A relaxation of World Rugby’s eligibility laws would help avert scenes like the All Blacks’ 102-0 victory over Tonga at Mt Smart Stadium on Saturday night, according to beaten coach Toutai Kefu.
Putting together a makeshift squad using only local players, with the majority of Tonga’s stars unable to travel to New Zealand from overseas, Kefu’s side were outplayed in every department, conceding more than a point a minute in a game that could at best be described as a total mismatch.
But if eligibility laws were loosened to benefit nations like Tonga would be able to compete with the world’s best – as seen in rugby league.
At present, to represent a second nation, a player must have served a minimum of three years out of test rugby, hold a passport for their second country, as well as participate in an Olympic rugby sevens qualifying tournament to gain eligibility at all levels.
Former All Black Malakai Fekitoa has recently completed the process to switch from New Zealand allegiance to Tonga, while another former teammate Charles Piutau was denied the chance to play in the Olympic sevens tournament in Monaco, due to his English club commitments.
Another former All Black Ngani Laumape could theoretically also make the switch in a few years’ time, having just left New Zealand for French side Stade Francais.
Speaking after his side’s loss to the All Blacks, Kefu explained how a change of eligibility laws would “transform” Tonga as a rugby-playing nation.
“There are a few players there ready to be capped, it’s just all about the timing.
“It depends what part of the eligibility, I certainly believe there should be a stand-down period.
“My opinion is that extra hoop that they have to jump through, in terms of playing sevens, is probably just a layer of complication we don’t need.
“I’m happy with just the three or four-year stand down. [It would] suit us, suit us a lot.
“If that’s possible, our team transforms.
“We get two windows a year, which is probably about four weeks.
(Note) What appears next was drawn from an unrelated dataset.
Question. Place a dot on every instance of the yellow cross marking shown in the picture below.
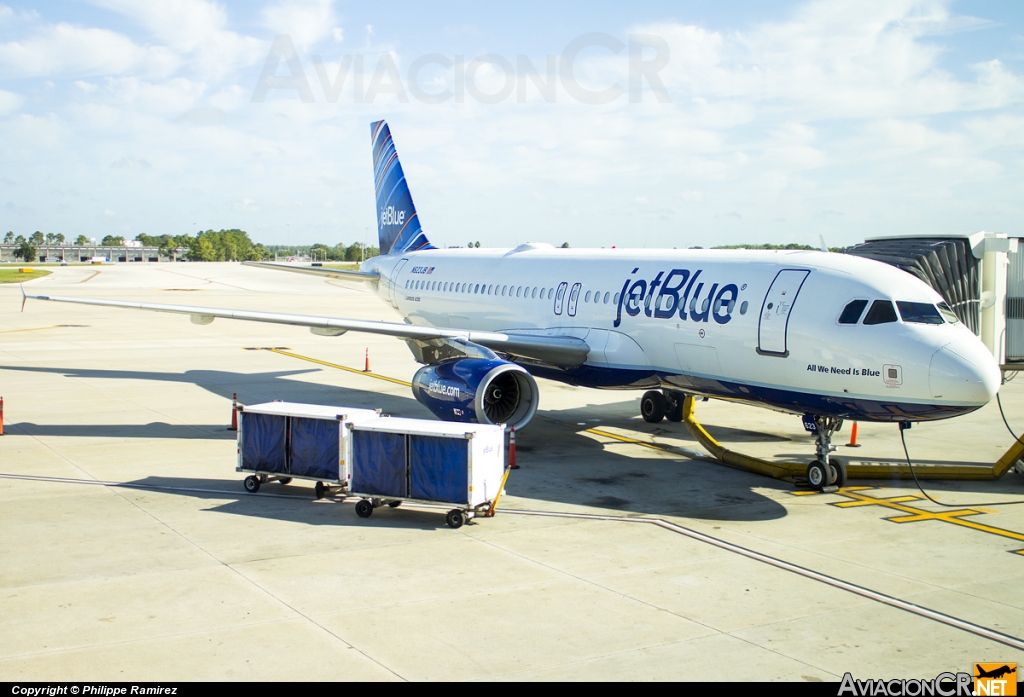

We haven’t got the luxury of having all our players play in one competition, and we can train them whenever we want.
“The biggest quick fix would be to get access to our better players. The next one probably can’t be done, but spend more time together.”
Including the Moana Pasifika side in Super Rugby from 2022 will also be a huge benefit for Tonga, Kefu adds, giving players the chance to play professionally closer to home rather than chase large sums of money in Europe and Japan.
“I could keep a lot of my players locally,” he says. “I don’t have to send them to France, or the other competitions. I could keep them here where we can monitor them and observe them.”.